Ovarian torsion, also known as adnexal torsion, occurs when the ovary, and often the accompanying fallopian tube, twists completely or partially around the ligaments that support it. This twisting action constricts the blood vessels traveling through the pedicle, the structure attaching the ovary to the pelvic wall, leading to a disruption of blood flow. The condition is considered a time-sensitive surgical emergency because the resulting lack of blood supply can cause tissue death, or ischemia.
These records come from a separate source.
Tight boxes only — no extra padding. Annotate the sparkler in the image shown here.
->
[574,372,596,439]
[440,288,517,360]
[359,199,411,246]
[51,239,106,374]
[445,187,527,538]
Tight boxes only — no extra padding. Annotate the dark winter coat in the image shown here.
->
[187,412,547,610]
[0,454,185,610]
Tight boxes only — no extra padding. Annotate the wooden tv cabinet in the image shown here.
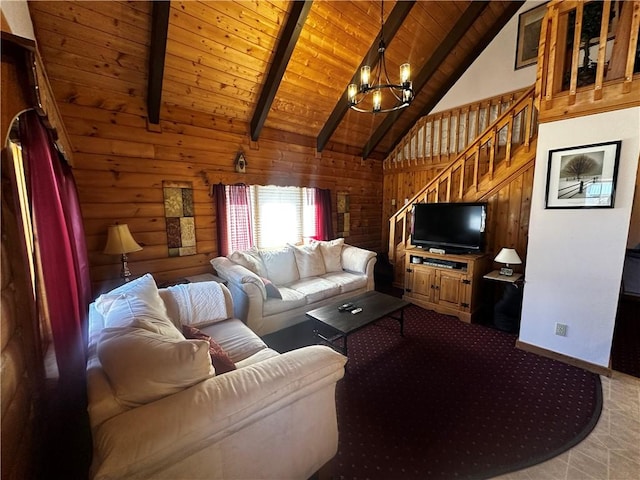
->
[403,248,489,323]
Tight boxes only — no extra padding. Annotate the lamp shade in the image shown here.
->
[104,223,142,255]
[495,248,522,265]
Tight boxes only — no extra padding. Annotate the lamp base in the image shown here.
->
[500,267,513,277]
[120,253,131,283]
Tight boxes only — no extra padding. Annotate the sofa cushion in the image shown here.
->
[236,348,280,368]
[311,238,344,272]
[98,319,215,406]
[291,243,327,278]
[182,325,236,375]
[131,317,186,340]
[227,247,267,277]
[342,245,376,273]
[260,278,282,299]
[322,271,368,293]
[95,273,170,328]
[260,245,300,285]
[262,287,307,317]
[167,282,232,327]
[289,277,340,303]
[200,318,267,365]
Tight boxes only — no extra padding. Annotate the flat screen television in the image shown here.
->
[411,203,487,253]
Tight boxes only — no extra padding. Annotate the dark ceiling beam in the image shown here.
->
[316,0,415,152]
[250,0,313,142]
[362,1,523,158]
[147,0,171,124]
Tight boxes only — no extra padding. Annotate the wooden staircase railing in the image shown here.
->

This article details how frequently ovarian torsion occurs and outlines its anatomical and clinical factors.
Statistical Reality: How Often Does Ovarian Torsion Occur?
Compared to common gynecological conditions, ovarian torsion is relatively infrequent in the general population, affecting approximately 6 out of every 100,000 women each year. It is recognized as the fifth most common gynecologic surgical emergency, accounting for about 3% of all acute gynecologic emergencies presenting to hospitals.
The incidence increases significantly among patients undergoing surgical treatment for ovarian masses. Between 2% and 15% of individuals requiring surgery for an adnexal mass are found to have ovarian torsion. Although the overall risk is low, the condition is a frequent cause of acute pelvic pain necessitating immediate surgical intervention. Ovarian torsion occurs most often during the reproductive years, though it can affect females of any age.
Anatomical Basis and High-Risk Factors
The mechanism of torsion involves the ovary rotating around its vascular pedicle. Once the ovary twists, the veins are typically compressed first, causing blood to pool in the ovary, leading to swelling and edema. If the twisting continues, the arterial blood supply is eventually cut off, resulting in tissue death from ischemia.
The primary factor driving risk is any anatomical change that increases the ovary’s size or mobility. Ovarian masses, such as benign cysts or tumors, are implicated in 50% to 60% of torsion cases because they destabilize the organ. The risk is particularly elevated when an ovarian mass measures 5 centimeters or larger, as this size provides a leverage point for twisting. Pregnancy is also a known risk factor, accounting for about 20% of cases, often due to hormonal laxity of supporting ligaments and enlarged corpus luteum cysts.
Other factors include prior pelvic surgery, which can create adhesions that serve as a fixed point for the pedicle to rotate around. The use of fertility treatments, which stimulate the ovaries to produce multiple follicles and cysts, also increases the likelihood of torsion. In younger patients, torsion can sometimes occur even with a normal-sized ovary, possibly due to naturally elongated ovarian ligaments or excessively long fallopian tubes.
Recognizing the Medical Emergency
Ovarian torsion typically presents with a sudden onset of severe, sharp pain localized to one side of the lower abdomen or pelvis. This intense pain is often accompanied by nausea and vomiting, which occurs in a majority of patients and can complicate the diagnosis. The pain may not always be constant; in cases of partial torsion, the ovary may twist and then untwist spontaneously, causing intermittent waves of pain.
Diagnosis begins with a strong clinical suspicion, especially when a patient reports sudden and severe pain. The initial imaging study of choice is an ultrasound, typically performed with Doppler flow studies, to evaluate the size of the ovary and assess blood flow. While the absence of blood flow is a strong indicator of torsion, normal flow does not entirely rule out the condition due to the ovary’s dual blood supply.
Surgical intervention is the definitive method for both diagnosis and treatment, and it must be performed quickly to preserve the ovary’s function. The goal of surgery, usually performed laparoscopically, is to untwist the ovary, a procedure called detorsion. If the tissue has been deprived of blood flow for too long and is necrotic, removal of the ovary and tube (oophorectomy) may be necessary to prevent further complications.